Solved – two samples, hypothesis test of proportions t or z test

proportion;t-testz-test

I have two samples of documents where one sample contains documents of a certain category and another sample contains documents of another category. I am analysing the occurrence of a certain word in the documents.

I want to do an hypothesis test to check if the proportions of this word is the same in both populations or not.
I know the sample sizes (200,40) and I know the proportions but I do not know the variances of the population.

The basic method is to assume that the difference of proportions is normal and to calculate a z-score for the difference of proportions. Is it correct even if I do not know the variances?

The reason why I am asking this question is that if I am comparing the means of two different samples with different means and I do not know the variances, I should use t-test and take into consideration that I do not know the variances.

Is there a corresponding t-test for significance in the proportions in the population?

Best Answer

Proportion tests are just particular cases of z-test and t-test, where our variable is a Bernouilli (and its mean a binomial), and therefore variance of variable just depends on proportion and variance of mean depends on proportion and sample size.

With that in mind, in principle the choice should be obvious: if we know population variance, we are doing a z-test, but if we just know sample variance we are doing a t-test. Then the only usual proportion test which is a true z-test is the proportion test for one sample because the null hypothesis is that the proportion is a given (known) value.
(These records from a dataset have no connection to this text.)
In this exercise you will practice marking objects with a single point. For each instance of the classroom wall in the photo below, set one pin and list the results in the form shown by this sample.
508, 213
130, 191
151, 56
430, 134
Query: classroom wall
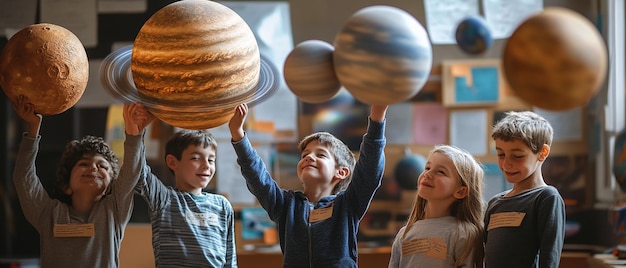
317, 19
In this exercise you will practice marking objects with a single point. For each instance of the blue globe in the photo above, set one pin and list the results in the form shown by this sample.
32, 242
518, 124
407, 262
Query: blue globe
408, 169
619, 160
473, 35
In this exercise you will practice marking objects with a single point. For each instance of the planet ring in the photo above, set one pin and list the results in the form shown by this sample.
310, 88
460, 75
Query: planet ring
116, 78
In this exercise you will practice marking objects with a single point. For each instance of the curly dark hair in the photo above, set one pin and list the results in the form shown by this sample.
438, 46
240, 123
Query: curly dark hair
74, 151
184, 138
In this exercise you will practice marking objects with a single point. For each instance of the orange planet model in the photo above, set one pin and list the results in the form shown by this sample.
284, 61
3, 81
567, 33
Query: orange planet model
48, 65
555, 60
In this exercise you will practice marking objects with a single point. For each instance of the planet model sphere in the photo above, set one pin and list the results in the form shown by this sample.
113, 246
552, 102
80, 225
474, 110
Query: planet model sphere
555, 60
195, 53
473, 35
382, 55
47, 64
309, 71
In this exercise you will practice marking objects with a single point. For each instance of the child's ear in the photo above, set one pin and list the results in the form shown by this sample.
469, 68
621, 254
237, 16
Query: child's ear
170, 161
544, 152
461, 192
342, 172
Anyway, any elementary statistical handbook presenting proportion tests would skip any reference to t-test and treat them just like z-tests. That might seem to contradict theory, but is backed by a very strong practical reason.

The practical reason is that usually samples for proportion tests are very large for two causes:

  • First, you can't assume normality if sample is not large.
  • Second, even if samples are large enough to yield normally distributed means, proportion tests power is very small if sample is not very large.

Then, sample sizes for proportion tests usually come in hundreds or thousands, and since t-Student distribution rapidly converges to normal when the number of degrees of freedom grows, there is no practical difference between performing a t-test or a much simpler z-test.

In summary: for reasonable sample sizes, you can go for z-score. In fact, for your sample size of (200,40) I would be more worried that the very small size of the second sample could rend your test too little powerful to be actually helpful, than for the tiny difference between t-score and z-score.

And just as an end note: all this also holds for confidence intervals on proportions.